With the news that it has been 'sexed up' the new BBC 're-telling' of Tolstoy's achingly stunning saga, War and Peace, promises to be a masturbators dream.

Any attempt to do justice to the late great authors work has been jettisoned to appeal to a semi-brain dead audience reared on reality shows and soap operas.

Taking a leaf, or in this case, a branch out of the ongoing success of 'Game of Moans', a rollicking load of old bollocks liberally laced with every sexual perversion this side of the black stump, the BBC are going for gold.

In order to stir up as much controversy as quickly as possible, thus attracting more voyeurs than normal, its tits out, bums up and copious dollops of sweaty incest, some graphic 'rug munching' with rumours of 'fudge packing' in episode three followed by some 'slurping the gherkin' as a grand finale.
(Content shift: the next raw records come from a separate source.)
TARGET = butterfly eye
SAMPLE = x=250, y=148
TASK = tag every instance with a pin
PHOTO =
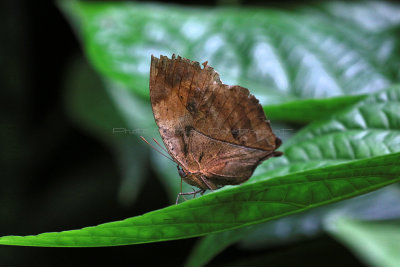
x=181, y=172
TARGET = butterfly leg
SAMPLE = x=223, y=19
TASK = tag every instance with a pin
x=188, y=193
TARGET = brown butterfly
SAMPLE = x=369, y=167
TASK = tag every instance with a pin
x=216, y=133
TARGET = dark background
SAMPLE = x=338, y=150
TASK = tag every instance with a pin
x=54, y=176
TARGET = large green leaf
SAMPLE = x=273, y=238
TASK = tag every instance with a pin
x=375, y=242
x=369, y=128
x=280, y=55
x=88, y=104
x=233, y=208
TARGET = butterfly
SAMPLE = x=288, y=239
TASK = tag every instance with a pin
x=217, y=134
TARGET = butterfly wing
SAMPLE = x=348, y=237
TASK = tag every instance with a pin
x=190, y=103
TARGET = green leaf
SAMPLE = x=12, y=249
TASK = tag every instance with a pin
x=88, y=104
x=279, y=55
x=304, y=111
x=369, y=128
x=375, y=242
x=234, y=207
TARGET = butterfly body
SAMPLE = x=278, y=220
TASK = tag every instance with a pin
x=216, y=133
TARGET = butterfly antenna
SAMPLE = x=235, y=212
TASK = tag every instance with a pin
x=160, y=145
x=156, y=149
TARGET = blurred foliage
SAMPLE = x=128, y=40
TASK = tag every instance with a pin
x=333, y=66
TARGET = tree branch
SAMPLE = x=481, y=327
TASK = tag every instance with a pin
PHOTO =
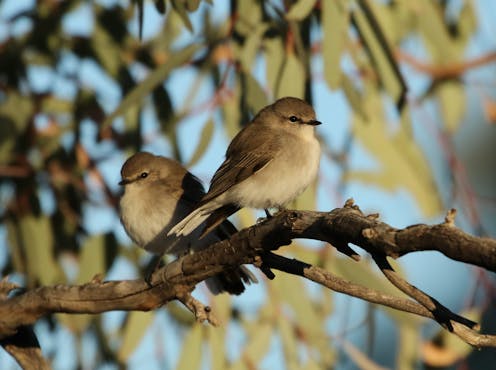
x=253, y=245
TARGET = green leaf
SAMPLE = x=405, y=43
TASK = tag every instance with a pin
x=255, y=96
x=402, y=162
x=433, y=29
x=335, y=20
x=300, y=10
x=154, y=78
x=107, y=50
x=135, y=328
x=257, y=345
x=274, y=58
x=289, y=344
x=180, y=8
x=205, y=138
x=249, y=13
x=231, y=112
x=37, y=240
x=380, y=53
x=408, y=342
x=308, y=199
x=16, y=109
x=192, y=5
x=452, y=100
x=91, y=258
x=292, y=79
x=354, y=97
x=191, y=354
x=251, y=47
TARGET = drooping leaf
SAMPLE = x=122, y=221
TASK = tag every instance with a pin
x=179, y=7
x=380, y=52
x=191, y=355
x=255, y=96
x=293, y=78
x=300, y=10
x=91, y=258
x=335, y=19
x=452, y=99
x=274, y=58
x=37, y=241
x=205, y=138
x=135, y=328
x=154, y=78
x=251, y=46
x=289, y=344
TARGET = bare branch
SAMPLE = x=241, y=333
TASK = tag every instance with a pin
x=253, y=245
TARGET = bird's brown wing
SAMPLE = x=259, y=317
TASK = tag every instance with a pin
x=234, y=170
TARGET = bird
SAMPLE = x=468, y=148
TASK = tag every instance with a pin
x=271, y=161
x=158, y=192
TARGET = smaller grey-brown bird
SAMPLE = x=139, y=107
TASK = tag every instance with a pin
x=158, y=193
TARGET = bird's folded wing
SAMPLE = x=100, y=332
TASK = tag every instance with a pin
x=234, y=170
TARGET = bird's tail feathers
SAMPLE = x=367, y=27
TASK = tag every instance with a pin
x=192, y=221
x=232, y=282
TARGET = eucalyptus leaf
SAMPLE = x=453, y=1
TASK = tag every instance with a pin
x=300, y=10
x=134, y=329
x=293, y=78
x=335, y=20
x=179, y=7
x=452, y=99
x=156, y=77
x=205, y=138
x=255, y=96
x=191, y=354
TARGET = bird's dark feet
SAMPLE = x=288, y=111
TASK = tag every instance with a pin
x=154, y=264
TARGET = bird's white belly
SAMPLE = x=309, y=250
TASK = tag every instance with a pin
x=282, y=180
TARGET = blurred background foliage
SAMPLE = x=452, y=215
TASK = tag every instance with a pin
x=84, y=84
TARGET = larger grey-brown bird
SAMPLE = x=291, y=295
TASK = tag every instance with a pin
x=158, y=193
x=269, y=163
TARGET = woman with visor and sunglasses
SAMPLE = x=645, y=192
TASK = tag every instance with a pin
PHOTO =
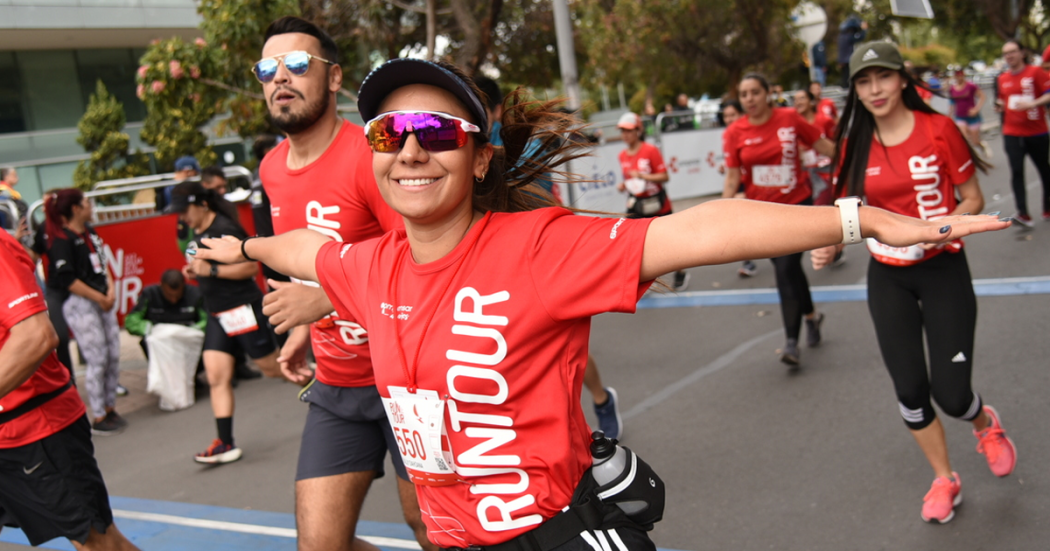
x=479, y=345
x=906, y=157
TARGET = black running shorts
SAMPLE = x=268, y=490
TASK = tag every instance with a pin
x=347, y=431
x=257, y=343
x=53, y=488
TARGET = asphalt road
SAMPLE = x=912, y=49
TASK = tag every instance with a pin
x=755, y=458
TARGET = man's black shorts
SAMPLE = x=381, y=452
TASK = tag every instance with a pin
x=347, y=430
x=257, y=343
x=53, y=488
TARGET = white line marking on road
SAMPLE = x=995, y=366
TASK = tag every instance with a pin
x=719, y=363
x=249, y=528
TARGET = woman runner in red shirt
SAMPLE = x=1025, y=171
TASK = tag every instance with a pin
x=762, y=152
x=905, y=157
x=480, y=345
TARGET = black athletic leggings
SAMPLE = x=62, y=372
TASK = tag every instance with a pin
x=937, y=296
x=1036, y=147
x=793, y=289
x=55, y=300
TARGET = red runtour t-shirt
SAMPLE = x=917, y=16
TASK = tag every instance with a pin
x=337, y=196
x=918, y=176
x=1030, y=84
x=647, y=161
x=769, y=155
x=506, y=316
x=20, y=298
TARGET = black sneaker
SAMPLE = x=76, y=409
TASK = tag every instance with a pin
x=813, y=330
x=117, y=419
x=106, y=427
x=608, y=415
x=790, y=354
x=680, y=280
x=243, y=372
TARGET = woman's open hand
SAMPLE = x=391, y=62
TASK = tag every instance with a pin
x=225, y=250
x=896, y=230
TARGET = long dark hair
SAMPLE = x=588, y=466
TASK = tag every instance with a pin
x=209, y=197
x=510, y=183
x=58, y=210
x=857, y=128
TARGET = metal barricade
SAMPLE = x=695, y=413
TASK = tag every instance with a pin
x=9, y=214
x=132, y=198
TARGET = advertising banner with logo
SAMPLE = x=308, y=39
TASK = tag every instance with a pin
x=692, y=160
x=139, y=251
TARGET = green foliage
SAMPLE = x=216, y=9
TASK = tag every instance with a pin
x=101, y=135
x=177, y=102
x=687, y=45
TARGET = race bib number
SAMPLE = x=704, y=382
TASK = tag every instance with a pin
x=96, y=262
x=810, y=157
x=1012, y=101
x=635, y=186
x=896, y=255
x=773, y=175
x=418, y=424
x=238, y=320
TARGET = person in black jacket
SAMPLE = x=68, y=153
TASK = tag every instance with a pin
x=77, y=269
x=171, y=301
x=234, y=304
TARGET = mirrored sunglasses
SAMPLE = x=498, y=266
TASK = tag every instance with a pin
x=435, y=131
x=296, y=62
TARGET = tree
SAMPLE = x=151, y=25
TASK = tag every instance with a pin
x=102, y=136
x=179, y=103
x=699, y=43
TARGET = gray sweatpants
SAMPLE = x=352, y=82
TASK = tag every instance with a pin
x=99, y=339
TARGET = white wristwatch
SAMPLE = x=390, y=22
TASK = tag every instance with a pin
x=849, y=211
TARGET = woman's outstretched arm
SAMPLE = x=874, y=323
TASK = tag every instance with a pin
x=293, y=253
x=725, y=231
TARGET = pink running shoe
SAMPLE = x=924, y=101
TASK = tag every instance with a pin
x=998, y=448
x=944, y=495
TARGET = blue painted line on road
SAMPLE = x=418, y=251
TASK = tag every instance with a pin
x=169, y=526
x=983, y=288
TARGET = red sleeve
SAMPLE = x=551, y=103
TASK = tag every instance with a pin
x=20, y=296
x=585, y=266
x=1043, y=79
x=960, y=163
x=342, y=272
x=805, y=132
x=731, y=152
x=656, y=161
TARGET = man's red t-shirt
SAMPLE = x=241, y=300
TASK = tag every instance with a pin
x=647, y=161
x=769, y=156
x=337, y=196
x=826, y=106
x=20, y=298
x=1028, y=85
x=499, y=327
x=917, y=177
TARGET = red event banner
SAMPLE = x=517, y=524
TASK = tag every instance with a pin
x=139, y=251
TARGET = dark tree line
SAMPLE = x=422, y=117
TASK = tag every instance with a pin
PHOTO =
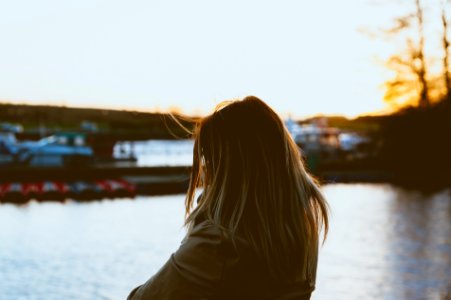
x=413, y=82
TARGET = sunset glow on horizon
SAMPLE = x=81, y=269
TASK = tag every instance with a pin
x=302, y=58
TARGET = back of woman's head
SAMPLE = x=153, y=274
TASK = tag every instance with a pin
x=255, y=186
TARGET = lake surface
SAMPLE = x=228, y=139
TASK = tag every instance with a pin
x=384, y=243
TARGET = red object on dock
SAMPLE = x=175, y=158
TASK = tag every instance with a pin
x=19, y=193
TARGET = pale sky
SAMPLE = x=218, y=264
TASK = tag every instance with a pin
x=301, y=57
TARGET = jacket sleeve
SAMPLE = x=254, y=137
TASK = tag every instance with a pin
x=193, y=272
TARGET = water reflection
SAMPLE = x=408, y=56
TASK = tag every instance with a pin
x=384, y=243
x=421, y=258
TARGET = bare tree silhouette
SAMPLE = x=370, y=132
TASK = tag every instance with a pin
x=411, y=79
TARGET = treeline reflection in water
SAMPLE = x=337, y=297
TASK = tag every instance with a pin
x=385, y=243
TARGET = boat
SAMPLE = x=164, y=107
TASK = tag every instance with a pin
x=60, y=149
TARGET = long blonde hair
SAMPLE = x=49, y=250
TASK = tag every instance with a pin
x=255, y=186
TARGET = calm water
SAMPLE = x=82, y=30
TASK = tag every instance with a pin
x=384, y=243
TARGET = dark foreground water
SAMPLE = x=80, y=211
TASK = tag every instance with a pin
x=384, y=243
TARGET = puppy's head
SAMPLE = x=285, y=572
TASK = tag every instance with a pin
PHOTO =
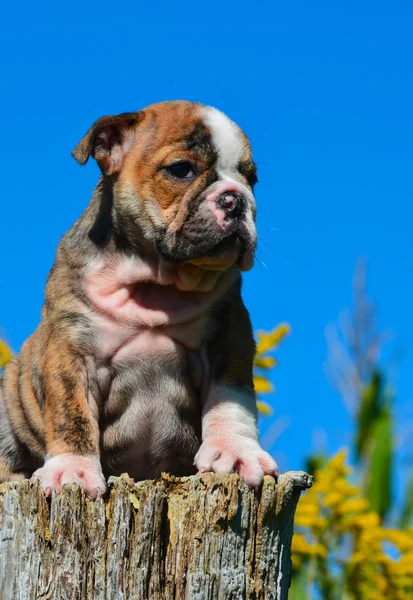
x=182, y=176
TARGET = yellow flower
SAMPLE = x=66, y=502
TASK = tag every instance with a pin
x=264, y=408
x=268, y=341
x=5, y=354
x=262, y=385
x=265, y=362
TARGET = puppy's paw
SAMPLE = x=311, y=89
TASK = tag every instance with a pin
x=236, y=455
x=72, y=468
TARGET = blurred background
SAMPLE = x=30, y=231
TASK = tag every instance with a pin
x=325, y=92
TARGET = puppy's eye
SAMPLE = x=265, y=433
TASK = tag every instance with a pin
x=181, y=170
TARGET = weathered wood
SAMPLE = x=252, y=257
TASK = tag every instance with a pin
x=207, y=537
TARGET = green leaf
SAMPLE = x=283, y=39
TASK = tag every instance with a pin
x=380, y=464
x=368, y=413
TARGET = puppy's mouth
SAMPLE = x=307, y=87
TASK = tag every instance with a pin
x=234, y=249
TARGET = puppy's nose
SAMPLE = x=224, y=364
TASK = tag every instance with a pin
x=231, y=202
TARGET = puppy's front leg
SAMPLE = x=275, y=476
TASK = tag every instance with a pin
x=229, y=423
x=230, y=438
x=71, y=418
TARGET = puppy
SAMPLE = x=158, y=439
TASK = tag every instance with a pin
x=142, y=362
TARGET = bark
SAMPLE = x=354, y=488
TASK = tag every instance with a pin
x=205, y=537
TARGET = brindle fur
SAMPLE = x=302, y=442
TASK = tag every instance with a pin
x=57, y=396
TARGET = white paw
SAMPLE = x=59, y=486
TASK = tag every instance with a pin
x=236, y=454
x=72, y=468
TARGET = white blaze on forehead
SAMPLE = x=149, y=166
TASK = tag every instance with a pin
x=227, y=140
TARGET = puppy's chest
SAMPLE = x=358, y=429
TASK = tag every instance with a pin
x=119, y=344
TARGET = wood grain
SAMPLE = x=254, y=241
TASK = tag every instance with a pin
x=205, y=537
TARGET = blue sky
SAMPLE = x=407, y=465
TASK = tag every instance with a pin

For those unacquainted with the complexity of Tolstoy's magnificent 1,200 page + epic the BBC have decided to issue an idiots guide synopsis prior to episode one in order that those viewers playing with their phones between the sex scenes can keep up with the plot.

War & Peace Synopsis

War and Peace opens in the Russian city of St. Petersburg in 1805, as Napoleon's conquest of Western Europe and anything wearing a dress is just beginning to stir fears in Russia. Many of the novel's characters are introduced at a society hostess's orgy, among them Pierre Barkinmadski, the socially awkward but likeable bastard son of a rich c*nt, and Andrew Bolloksoffski , the intelligent, horny and ambitious son of a retired military commander. We also meet the sneaky and shallow Kuragin family, including the wily father and maid shagger, Vasilini, the well hung fortune-hunter son Amatole and the ravishing cock hungry daughter Helene. We are introduced to the Rostov's, a noble Moscow family, including the lively and always-on-heat daughter Natasha, the quiet, sexually repressed cousin Sonya and her collection of vibrators, and the impetuous muff diving son Nicholas, who has just joined the army led by the old General Ballsdeepski, well known for shagging young militiamen.

It is hoped that any potential success of this 're-imagining' of a timeless classic will pave the way for even more fiasco adaptations such as, Tolstoy's 'The Brothers Havitoff', Charles Dickens 'Great Ejaculations', George Eliot 'The Floss on the Muff', Oscar Wilde 'The Importance of Being Horny'.

Meanwhile, leading Supermarkets report stocks of tissues are literally flying off the shelves as the hand-shandy brigade stock up for the six part adaptation!

The funny story above is a satire or parody. It is entirely fictitious.